Cooperativas reforçam defesa de proteção ao produtor rural
Crises climáticas ampliam debate sobre soluções estruturantes para garantir proteção e competitividade
Nos últimos meses, as mudanças radicais dos eventos climáticos reforçaram um debate urgente para o setor produtivo: a necessidade de políticas estruturantes de crédito e seguro rural capazes de garantir previsibilidade, proteção e continuidade da produção no campo.
O cooperativismo agropecuário defende soluções permanentes que fortaleçam a capacidade produtiva dos agricultores, assegurem acesso ao financiamento e ampliem os mecanismos de gestão de risco rural. Em um cenário de perdas sucessivas, cooperativas e produtores rurais têm enfrentado dificuldades para manter investimentos, honrar compromissos financeiros e recuperar suas atividades.
Nesse contexto, o fortalecimento do seguro rural, a criação de outros instrumentos de securitização e a reestruturação de
Bruno Spada / Câmara dos Deputados dívidas passaram a ocupar posição central nas discussões sobre política agrícola no país. As cooperativas agropecuárias, presentes em todos os elos da cadeia produtiva, têm atuado diretamente no apoio aos produtores, oferecendo assistência técnica, orientação financeira e suporte para manutenção da atividade econômica nas regiões afetadas.

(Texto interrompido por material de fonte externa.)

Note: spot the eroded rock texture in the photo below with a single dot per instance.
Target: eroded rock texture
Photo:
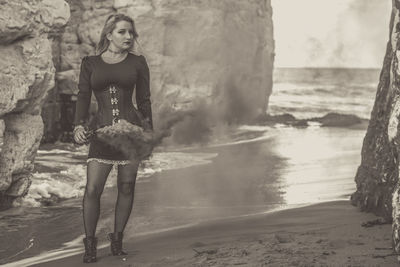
(26, 76)
(220, 52)
(377, 177)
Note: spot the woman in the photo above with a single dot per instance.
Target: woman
(112, 74)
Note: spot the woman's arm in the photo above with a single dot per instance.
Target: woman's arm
(84, 94)
(143, 93)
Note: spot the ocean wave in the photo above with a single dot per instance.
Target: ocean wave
(60, 177)
(331, 119)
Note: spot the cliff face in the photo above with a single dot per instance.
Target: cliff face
(377, 177)
(26, 76)
(217, 52)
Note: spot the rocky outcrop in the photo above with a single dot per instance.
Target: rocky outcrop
(219, 53)
(26, 76)
(377, 177)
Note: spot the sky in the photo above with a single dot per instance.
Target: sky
(331, 33)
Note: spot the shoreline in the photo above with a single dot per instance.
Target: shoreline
(69, 251)
(328, 233)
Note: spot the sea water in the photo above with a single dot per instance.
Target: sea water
(265, 168)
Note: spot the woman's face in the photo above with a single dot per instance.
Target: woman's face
(121, 38)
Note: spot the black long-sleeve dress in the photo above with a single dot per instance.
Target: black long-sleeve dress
(113, 86)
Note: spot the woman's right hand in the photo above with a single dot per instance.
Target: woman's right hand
(80, 134)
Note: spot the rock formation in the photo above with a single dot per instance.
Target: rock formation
(26, 76)
(219, 53)
(377, 177)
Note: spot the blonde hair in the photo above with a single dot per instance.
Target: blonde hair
(109, 26)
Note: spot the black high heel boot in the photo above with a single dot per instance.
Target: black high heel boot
(116, 244)
(90, 249)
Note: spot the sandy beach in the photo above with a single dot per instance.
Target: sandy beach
(326, 234)
(258, 203)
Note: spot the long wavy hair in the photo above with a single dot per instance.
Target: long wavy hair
(109, 26)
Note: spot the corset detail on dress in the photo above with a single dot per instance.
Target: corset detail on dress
(114, 104)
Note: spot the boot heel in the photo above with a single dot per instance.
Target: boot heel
(116, 244)
(90, 249)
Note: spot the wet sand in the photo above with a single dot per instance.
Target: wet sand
(326, 234)
(290, 168)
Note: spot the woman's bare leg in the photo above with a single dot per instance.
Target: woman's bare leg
(97, 174)
(126, 188)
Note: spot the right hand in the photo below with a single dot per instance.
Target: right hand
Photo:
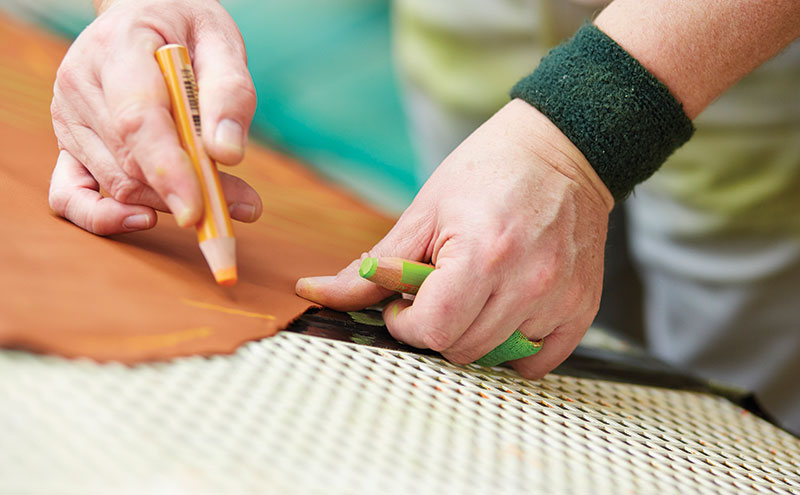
(111, 116)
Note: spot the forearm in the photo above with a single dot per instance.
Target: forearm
(698, 49)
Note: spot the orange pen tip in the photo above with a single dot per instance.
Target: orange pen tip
(226, 276)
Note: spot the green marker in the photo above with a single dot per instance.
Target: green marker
(407, 276)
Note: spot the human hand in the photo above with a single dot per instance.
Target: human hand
(111, 115)
(515, 221)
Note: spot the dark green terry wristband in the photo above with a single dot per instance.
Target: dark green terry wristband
(623, 119)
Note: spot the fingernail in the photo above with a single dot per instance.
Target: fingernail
(137, 222)
(242, 211)
(183, 213)
(230, 135)
(307, 287)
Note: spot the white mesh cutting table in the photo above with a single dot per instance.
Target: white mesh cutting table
(301, 414)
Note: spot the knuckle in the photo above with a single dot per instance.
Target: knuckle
(68, 77)
(539, 281)
(241, 86)
(125, 190)
(129, 118)
(435, 338)
(460, 357)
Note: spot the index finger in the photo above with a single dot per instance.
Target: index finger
(139, 106)
(447, 303)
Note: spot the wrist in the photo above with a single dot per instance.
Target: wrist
(548, 143)
(621, 117)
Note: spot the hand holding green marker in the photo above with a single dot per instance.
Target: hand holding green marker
(407, 276)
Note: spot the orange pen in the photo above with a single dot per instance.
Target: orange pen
(214, 232)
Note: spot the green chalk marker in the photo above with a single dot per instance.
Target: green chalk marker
(407, 276)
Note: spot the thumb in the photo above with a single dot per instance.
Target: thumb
(226, 92)
(348, 291)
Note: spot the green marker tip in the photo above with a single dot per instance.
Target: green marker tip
(368, 267)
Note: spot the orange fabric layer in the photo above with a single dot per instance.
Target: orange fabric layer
(149, 295)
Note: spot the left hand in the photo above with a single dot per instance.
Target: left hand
(515, 221)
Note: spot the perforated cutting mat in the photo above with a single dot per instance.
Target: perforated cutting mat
(299, 414)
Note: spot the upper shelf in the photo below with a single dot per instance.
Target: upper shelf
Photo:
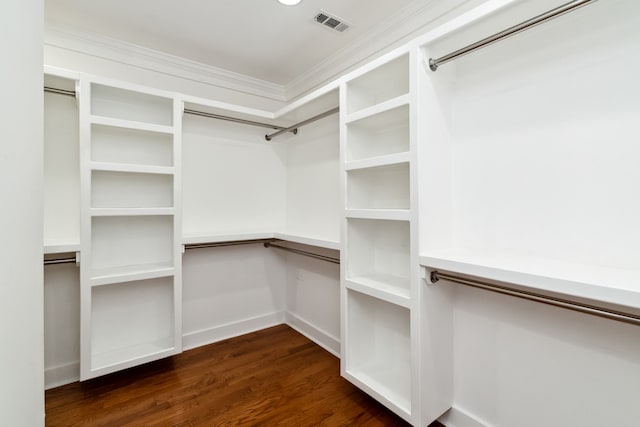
(386, 82)
(587, 281)
(232, 237)
(117, 103)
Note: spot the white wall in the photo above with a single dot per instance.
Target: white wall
(229, 291)
(544, 138)
(313, 181)
(21, 358)
(313, 295)
(233, 180)
(61, 170)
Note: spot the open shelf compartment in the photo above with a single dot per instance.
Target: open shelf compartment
(147, 304)
(382, 187)
(378, 254)
(379, 349)
(130, 190)
(381, 84)
(117, 103)
(382, 134)
(129, 146)
(130, 243)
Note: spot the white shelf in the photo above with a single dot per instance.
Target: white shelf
(306, 240)
(377, 247)
(122, 358)
(60, 247)
(128, 273)
(130, 124)
(118, 241)
(385, 82)
(383, 214)
(232, 237)
(381, 134)
(133, 168)
(374, 110)
(131, 190)
(132, 322)
(381, 187)
(378, 348)
(375, 380)
(146, 106)
(384, 160)
(387, 288)
(130, 211)
(130, 146)
(195, 239)
(592, 282)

O deputado Pedro Westphalen (RS), coordenador na Frente Parlamentar do Cooperativismo (Frencoop), defende que os impactos recentes das crises climáticas demonstram a necessidade de o Brasil revisar seu modelo de financiamento agrícola. Segundo ele, o país precisa avançar em políticas permanentes de proteção ao produtor rural e evitar que cada novo desastre dependa exclusivamente de medidas emergenciais. “Esses desastres climáticos no Sul do país e em outras regiões mostram que precisamos de um outro tipo de política de financiamento agrícola. Não podemos, a cada evento climático, chegar pedindo socorro. O produtor quer pagar suas contas, mas precisa de prazo, juros equalizados e segurança para continuar produzindo”, afirmou.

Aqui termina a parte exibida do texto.